俺は、彼女と一度だけ来たことのある海岸にいた。

時間的には夕方だったと思う。

"思う"というのは、はっきり時計などで時間を確認した訳ではなくて、海が夕日のような橙色に染まっていたからだ。

 しばらくすると、後ろから足音が聞こえてきた。

「足に砂が付いて気持ち悪いー」

紛れもなく彼女の声だった。

しかし夢の中で俺はそのことに何も疑問を持つことはなかった。

「だからサンダル履いてこいって言ったのに」

笑いながら振り返るとそこには、Tシャツを着た彼女の姿があった。

自分の不手際を指摘され、少しふくれっ面になりながらうるさいなぁ・・・おまたせ、という彼女に、俺は待たされた、と冗談交じりに返事しながら立ち上がる。

「今日は連れてきてくれてありがとう」

「いやいやお安い御用ですよ」

彼女の嬉しそうな横顔に、俺もなんとも言えず幸せな気持ちになった。

しかし、彼女は突然暗い表情をして口を開いた。

「でも、ここももう来れないんだよね」

夢の中の俺にはさっぱり意味がわからなかった。

「え、なに言ってるの?またいつでも連れてきてやるよ」

「無理だよ・・・」

「いやいや意味がわからない」

「来れないんだよ」

「いやだかr「来れないんだってばっ」

なぜか泣きそうになっているうえに、なぜか妙に機嫌の悪い彼女に、俺は段々イライラしてきていた。

「じゃあ来なけりゃいいんじゃねぇの」

ついに俺は突き放すように言ってしまった。

途端に悲しそうな顔で俯く彼女。

無言で立ち上がり、彼女に背を向けて歩き出す俺。

どうせ彼女のほうから謝ってくるだろうと考えていた。

しかし、いつまでたっても彼女が駆け寄ってくる気配はない。

後ろを向いたら彼女はいなかった。

彼女がいないことに驚いたが、彼女は先に帰ったということで、その時はなぜか普通に納得して俺も帰ることにした。

 夢から覚めると、俺はものすごく悲しくなった。

そして、夢の中で今の俺よりも悲しそうにしていた彼女のことを思い出して、益々悲しくなって、泣きそうになったが必死で耐えた。

今ここで泣いたらダメな気がして。

その日は、まぁ疲れてたのかなとか、久しぶりに彼女の夢みたな、とかで深くは考えなかった。
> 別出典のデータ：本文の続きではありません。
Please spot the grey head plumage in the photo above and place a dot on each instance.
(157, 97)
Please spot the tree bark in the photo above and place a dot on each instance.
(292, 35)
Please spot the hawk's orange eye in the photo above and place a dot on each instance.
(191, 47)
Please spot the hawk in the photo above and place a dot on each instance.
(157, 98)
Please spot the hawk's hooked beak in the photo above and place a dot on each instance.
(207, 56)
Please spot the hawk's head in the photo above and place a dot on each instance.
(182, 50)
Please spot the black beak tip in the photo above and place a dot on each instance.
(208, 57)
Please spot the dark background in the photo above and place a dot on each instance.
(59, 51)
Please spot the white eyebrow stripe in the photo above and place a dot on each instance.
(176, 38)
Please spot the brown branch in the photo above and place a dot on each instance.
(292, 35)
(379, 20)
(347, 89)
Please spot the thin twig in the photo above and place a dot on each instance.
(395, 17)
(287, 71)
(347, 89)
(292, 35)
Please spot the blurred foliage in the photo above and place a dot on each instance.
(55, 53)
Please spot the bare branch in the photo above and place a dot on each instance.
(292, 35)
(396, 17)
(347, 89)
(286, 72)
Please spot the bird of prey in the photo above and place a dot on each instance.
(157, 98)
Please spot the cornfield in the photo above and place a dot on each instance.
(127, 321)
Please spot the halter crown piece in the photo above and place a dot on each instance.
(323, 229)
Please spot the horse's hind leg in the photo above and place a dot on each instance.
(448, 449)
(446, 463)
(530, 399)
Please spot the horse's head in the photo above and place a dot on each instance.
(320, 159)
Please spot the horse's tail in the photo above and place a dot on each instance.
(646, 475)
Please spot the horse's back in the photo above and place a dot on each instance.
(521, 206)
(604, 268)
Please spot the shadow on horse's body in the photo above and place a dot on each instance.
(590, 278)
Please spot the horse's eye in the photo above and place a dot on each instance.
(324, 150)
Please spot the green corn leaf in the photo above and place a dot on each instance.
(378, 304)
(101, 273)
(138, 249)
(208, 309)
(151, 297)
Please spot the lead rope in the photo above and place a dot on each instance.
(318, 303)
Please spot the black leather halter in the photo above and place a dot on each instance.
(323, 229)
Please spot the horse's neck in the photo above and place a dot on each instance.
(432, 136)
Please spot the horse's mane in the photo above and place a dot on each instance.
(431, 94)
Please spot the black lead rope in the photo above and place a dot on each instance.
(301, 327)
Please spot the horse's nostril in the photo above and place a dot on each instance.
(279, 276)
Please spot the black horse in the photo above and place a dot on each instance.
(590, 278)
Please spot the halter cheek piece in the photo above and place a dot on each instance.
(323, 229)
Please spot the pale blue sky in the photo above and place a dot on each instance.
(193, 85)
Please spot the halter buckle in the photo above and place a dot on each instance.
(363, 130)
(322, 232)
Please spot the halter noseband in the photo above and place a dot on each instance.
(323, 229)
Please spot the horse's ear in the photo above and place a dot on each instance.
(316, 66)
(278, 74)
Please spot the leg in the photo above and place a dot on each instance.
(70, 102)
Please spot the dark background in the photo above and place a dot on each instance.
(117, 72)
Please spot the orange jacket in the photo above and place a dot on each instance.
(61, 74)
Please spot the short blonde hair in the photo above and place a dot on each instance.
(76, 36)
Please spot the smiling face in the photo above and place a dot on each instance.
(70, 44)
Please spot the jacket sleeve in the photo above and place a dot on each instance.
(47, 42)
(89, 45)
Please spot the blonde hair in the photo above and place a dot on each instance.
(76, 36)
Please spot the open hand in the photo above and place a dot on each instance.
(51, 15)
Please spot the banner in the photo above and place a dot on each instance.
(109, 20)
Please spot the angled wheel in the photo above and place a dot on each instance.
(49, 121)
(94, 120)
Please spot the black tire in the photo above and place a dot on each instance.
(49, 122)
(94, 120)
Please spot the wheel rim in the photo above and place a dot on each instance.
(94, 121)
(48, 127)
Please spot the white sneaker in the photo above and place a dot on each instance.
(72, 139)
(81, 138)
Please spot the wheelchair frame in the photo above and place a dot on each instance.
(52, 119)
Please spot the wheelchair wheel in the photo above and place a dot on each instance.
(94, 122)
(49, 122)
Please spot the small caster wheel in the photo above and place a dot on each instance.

 そういうこともあるさ、と割り切っていた俺だったが、次の日もその次の日も彼女が出てくる夢を見た。

毎回毎回なぜか軽い喧嘩のようなことになる。

俺は彼女に対して、甘やかし過ぎなくらい優しく接していたはずだった。

そんな俺が、夢の中では異常なほど冷たい態度を取っていた。

そして夢から覚めると必ずどうしようもなく悲しい気持ちになった。

 数日後。

いよいよ気持ちの安定を失いつつあった俺は、家の中にある彼女を思い起こしそうなものを片っぱしからしまいこんでいた。

毎朝元気をもらっていた写真立てもすべて。

俺は目に見えて精気を失っていった。